Beberapa Alat Bantu Bagi Perencanaan
Beberapa alat analisis atau model yang bisa dipergunakan untuk membantu proses perencanaan antara lain Bagan Arus (Flow Chart), Bagan Gantt (Gantt Chart) dan Jaringan PERT (PERT Network)
(1)   Perencanaan dengan Flow Chart
Pendekatan Flow Chart ini biasanya dipakai oleh mereka yang mendalami teknik komputer, teknik atau sistem informasi. Namun pendekatan ini bisa juga dipakai dalam dunia manajemen. Flow Chart adalah model grafis yang menunjukkan model sistem yang menggambarkan kejadian yang berkesinambungan dan keputusan ya atau tidak.
Contoh Flow Chart untuk pembelian buku bacaan
(2)   Penjadwalan Melalui Gantt Chart
Penjadwalan adalah salah satu bagian penting dalam perencanaan. Ketika kegiatan organisasi begitu banyak dan berkesinambungan satu dengan yang lainnya, Gantt Chart pada dasarnya membantu manajer untuk dapat mengaturnya melalui proses penjadwalan. Jadi Gantt Chart adalah teknik penjadwalan secara grafis atas berbagai rencana kegiatan.
Contoh Gantt Chart
(3)   Perencanaan dengan PERT
PERT adalah singkatan dari Program Evaluation and Review Technique. PERT merupakan alat Bantu perencanaan melalui penjadwalan dan penggambaran rencana kerja secara kronologis dan berkelanjutan bagi pekerjaan yang sifatnya tidak rutin, berskala besar maupun kompleks.
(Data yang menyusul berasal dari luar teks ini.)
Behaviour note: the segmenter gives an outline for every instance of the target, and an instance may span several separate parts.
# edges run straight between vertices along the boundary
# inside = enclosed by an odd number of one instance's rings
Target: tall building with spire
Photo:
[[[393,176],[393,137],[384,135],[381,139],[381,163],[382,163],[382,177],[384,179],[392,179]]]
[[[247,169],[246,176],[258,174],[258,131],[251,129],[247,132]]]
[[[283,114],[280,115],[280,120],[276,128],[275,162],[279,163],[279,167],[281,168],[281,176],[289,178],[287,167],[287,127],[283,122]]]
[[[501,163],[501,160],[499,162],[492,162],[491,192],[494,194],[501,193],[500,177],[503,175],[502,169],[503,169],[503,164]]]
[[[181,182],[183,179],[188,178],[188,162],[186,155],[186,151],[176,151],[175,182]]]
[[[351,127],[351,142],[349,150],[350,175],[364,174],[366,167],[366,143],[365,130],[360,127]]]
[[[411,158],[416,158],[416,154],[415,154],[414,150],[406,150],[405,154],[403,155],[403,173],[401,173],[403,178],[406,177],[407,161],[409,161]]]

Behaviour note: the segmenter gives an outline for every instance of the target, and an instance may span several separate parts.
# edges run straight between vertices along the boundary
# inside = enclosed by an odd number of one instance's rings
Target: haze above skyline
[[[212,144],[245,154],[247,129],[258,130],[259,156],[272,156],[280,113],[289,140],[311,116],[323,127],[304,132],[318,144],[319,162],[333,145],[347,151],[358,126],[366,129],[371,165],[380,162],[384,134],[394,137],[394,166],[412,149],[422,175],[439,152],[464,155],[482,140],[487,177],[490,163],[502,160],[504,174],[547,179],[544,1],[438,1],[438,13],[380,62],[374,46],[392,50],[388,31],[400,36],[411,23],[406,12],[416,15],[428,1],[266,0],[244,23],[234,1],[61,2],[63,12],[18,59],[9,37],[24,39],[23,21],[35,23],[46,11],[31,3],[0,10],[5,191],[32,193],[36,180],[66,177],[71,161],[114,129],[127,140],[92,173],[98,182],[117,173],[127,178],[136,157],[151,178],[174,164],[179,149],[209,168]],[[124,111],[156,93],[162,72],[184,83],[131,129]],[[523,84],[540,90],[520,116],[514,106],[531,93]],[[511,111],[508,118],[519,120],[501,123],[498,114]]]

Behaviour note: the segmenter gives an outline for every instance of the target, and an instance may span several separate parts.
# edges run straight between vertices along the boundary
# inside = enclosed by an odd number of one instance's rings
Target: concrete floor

Ada 4 konsep yang harus di pahami dalam PERT yaitu:
a.      Event atau kejadian
Indikator dari performa pekerjaan baik sebelum maupun sesudah pekerjaan dilakukan sekaligus juga menunjukkan apakah suatu pekerjaan lain dapat dilakukan atau sebaliknya berdasarkan indikator ini.
b.      Activity atau kegiatan
Bagian dari berbagai pekerjaan yang sedag dalam pengerjaan dari keseluruhan pekerjaan yang berkesinambungan.
c.      Time atau waktu
Menunjukkan perkiraan waktu pengerjaan dari keseluruhan kegiatan sebagaimana diatur dalam jaringan PERT.
d.      Critical Path atau indikator kritis
Menunjukkan waktu kritis bagi pengerjaan kegiatan dalam kerangka path yang dapat diterima atau menunjukkan batas toleransi akan suatu pekerjaan yang dilaksanakan.
 Hambatan dalam perencanaan
Perencanaan dan penetapan tujuan mempunyai kemungkinan hambatan. Selain itu, sering pula pelaksanaan pekerjaan tidak sesuai dengan yang direncanakan. Keadaan ini bisa timbul karena:
(1)   Kurang pengetahuan tentang organisasi;
(2)   Kurang pengetahuan tentang lingkungan;
(3)   Ketidakmampuan melakukan peramalan secara efektif;
(4)   Kesulitan perencanaan operasi-operasi yang tidak berulang;
(5)   Biaya;
(6)   Takut gagal;
(7)   Kurang percaya diri;
(8)   Ketidak sediaan untuk menyingkirkan tujuan-tujuan alternatif.
Menurut Stoner James (1988) ada 2 jenis hambatan utama terhadap pengembangan rencana  yang efektif. Pertama, adalah perlawanan internal para calon perencana terhadap penetapan sasaran dan penyusunan rencana untuk mencapainya. Kedua, yang terdapat di luar perencana, yaitu keengganan dan menolak rencana yang membawa perubahan dalam organisasi.
Cara mengatasi hambatan
Beberapa cara untuk mengatasi hambatan dalam perencanaan:
(1)   Melibatkan para pegawai, terutama mereka yang terkena pengaruh dalam proses perencanaan.
(2)   Memberikan banyak informasi kepada para pegawai tentang rencana dan kemungkinan akibat-akibatnya sehingga mereka memahami perlunya perubahan, manfaat yang diharapkan dan apa yang diperlukan untuk pelaksanaan yang efektif.
(3)   Mengembangkan suatu pola perencanaan dan penetapan yang efektif, suatu “track record” yang berhasil mendorong kepercayaan kepada para pembuat rencana serta menyebabkan rencana baru tersebut diterima.
(4)   Menyadari dampak dari perubahan-perubahan yang diusulkan terhadap para anggota organisasi dan memperkecil gangguan yang tidak perlu.